En esa reivindicación de otros valores que parecen reñir con los hasta entonces dominantes es donde aparece el otro rasgo destacado de las parábolas, su carácter dramático. Toda parábola contiene un diálogo, una conversación que expresa una tensión, un debate. Algunos afirman que allí hay una puesta en escena, «un mini-drama» que sirve para exponer un interrogante, para poner en tela de juicio un sentido ético de la existencia humana (Vincent, 2012, p. 95). Las parábolas de González contienen claramente esa condición dialógica; por un lado, ese pequeño mundo ficticio inventado en ellas contiene una breve y significativa oposición de valores o, al menos, de opiniones; por el otro, autor y lector quedan enfrentados. El uno con su pretensión de mostrarnos un nuevo significado, un nuevo valor y el otro con sus valores habituales cuestionados.

Así, por ejemplo, desde aquella parábola que inaugura Pensamientos de un viejo, «La parábola de la llaga», González nos introduce en una nueva escala de valores. La semejanza es evidente con la parábola del rico epulón y Lázaro, narrada por el Evangelio de Lucas y el hecho de que simplemente aluda con el título a un relato bíblico constituye una advertencia. En una clara dirección schopenhaueriana, el joven pensador enjuicia la compasión cristiana y reivindica el sentimiento de dolor; algo que complementa casi enseguida «La parábola del loco» (González, 1974, p. 25) en que fustiga a aquellos «hombres pobres y flacos del mercado» que quieren defender al «perro flaco, pobre y vencido» por «el perro rico y gordo» (p. 25). Se nos ocurre que hay alguna semejanza con el juicio de Schopenhauer (1887) acerca del dolor como algo real, positivo y movilizador, mientras que los placeres nos engañan con la ilusión de la felicidad (pp. 150-169).

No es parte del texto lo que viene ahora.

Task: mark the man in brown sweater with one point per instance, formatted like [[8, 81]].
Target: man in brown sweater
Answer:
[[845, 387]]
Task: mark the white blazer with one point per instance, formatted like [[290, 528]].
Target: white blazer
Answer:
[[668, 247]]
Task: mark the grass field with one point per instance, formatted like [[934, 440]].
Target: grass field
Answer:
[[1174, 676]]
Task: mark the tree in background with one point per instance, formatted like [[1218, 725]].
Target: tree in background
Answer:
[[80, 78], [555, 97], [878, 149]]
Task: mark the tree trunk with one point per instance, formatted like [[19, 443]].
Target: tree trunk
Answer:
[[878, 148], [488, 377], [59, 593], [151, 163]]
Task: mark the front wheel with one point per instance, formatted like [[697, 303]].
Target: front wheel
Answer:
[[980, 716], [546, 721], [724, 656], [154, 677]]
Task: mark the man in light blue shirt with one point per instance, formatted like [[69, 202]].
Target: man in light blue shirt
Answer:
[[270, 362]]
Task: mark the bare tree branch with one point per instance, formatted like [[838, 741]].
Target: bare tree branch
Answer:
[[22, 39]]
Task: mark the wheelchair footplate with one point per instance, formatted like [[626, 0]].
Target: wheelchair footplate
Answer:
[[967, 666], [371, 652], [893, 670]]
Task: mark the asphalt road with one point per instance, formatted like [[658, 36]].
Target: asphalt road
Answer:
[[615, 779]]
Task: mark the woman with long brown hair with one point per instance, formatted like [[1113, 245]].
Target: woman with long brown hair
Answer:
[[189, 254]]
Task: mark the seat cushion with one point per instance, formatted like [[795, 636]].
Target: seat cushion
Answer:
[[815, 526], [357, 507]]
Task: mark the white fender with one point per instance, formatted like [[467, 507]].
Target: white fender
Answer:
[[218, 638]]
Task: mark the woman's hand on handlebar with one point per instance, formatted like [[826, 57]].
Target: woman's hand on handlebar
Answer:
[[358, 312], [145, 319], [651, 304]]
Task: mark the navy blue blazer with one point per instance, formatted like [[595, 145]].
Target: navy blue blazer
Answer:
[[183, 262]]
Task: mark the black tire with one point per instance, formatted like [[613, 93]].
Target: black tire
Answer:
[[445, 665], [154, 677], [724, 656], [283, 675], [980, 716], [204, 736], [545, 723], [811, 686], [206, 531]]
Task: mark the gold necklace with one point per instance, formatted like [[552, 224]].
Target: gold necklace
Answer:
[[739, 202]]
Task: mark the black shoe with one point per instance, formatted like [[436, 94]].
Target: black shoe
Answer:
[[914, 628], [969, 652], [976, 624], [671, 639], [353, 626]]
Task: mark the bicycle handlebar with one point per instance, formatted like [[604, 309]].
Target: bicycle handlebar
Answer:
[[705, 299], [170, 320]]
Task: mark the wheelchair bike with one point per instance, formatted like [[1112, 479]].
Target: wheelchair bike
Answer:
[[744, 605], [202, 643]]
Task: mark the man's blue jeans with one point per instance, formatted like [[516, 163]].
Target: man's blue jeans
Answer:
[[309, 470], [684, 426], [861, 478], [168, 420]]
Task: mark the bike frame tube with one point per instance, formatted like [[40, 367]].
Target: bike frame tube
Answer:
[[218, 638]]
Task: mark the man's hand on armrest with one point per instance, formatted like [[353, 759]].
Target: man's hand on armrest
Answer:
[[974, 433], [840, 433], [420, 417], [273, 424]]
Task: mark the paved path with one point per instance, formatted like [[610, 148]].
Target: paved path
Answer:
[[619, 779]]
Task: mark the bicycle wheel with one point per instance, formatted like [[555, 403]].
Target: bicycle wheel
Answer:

En esta exaltación del dolor como guía para conocer mejor el significado de la alegría irrumpe el discurso del loco. El mensajero de las nuevas verdades es el loco como «el único que no pensaba ni decía como los demás» (González, 1974, p. 25). Es un loco el que aconseja al mendigo: «¡Oculta tu llaga!» (p. 21); es la locura, en clave nietzscheana, «el único medio para modificar» las costumbres (p. 22). Todas las prácticas, todas las costumbres cuyos orígenes están llenos «de nebulosidades» (p. 22) quedan expuestas al cuestionamiento sabio del loco. Es de nuevo el loco el único capaz de desenmascarar «la vulgaridad de los hombres» (p. 24) en «La parábola del jardín», gracias a él puede entenderse el origen humano de todas las cosas. Llegará casi enseguida «La parábola del loco» en que queda aún más claro que la locura que González exalta es aquella «producida por el pensamiento» (p. 25). Y al lado de la locura están la soledad y el ocio que permiten «soñar mundos» (p. 33). El joven pensador comienza a identificarse con el loco, con el solitario, porque son capaces de vivir sus propias vidas. Por eso es que cuando llegamos a la lectura de «Vivir», donde «un maestro habló a sus discípulos, diciendo» (p. 30); aquí, González lanza la propuesta que quizás resume lo que ha venido postulando en las primeras parábolas de su libro: «Cada uno debe vivir y analizar sus experiencias: Así resultará original el tesoro de sus verdades» (p. 30).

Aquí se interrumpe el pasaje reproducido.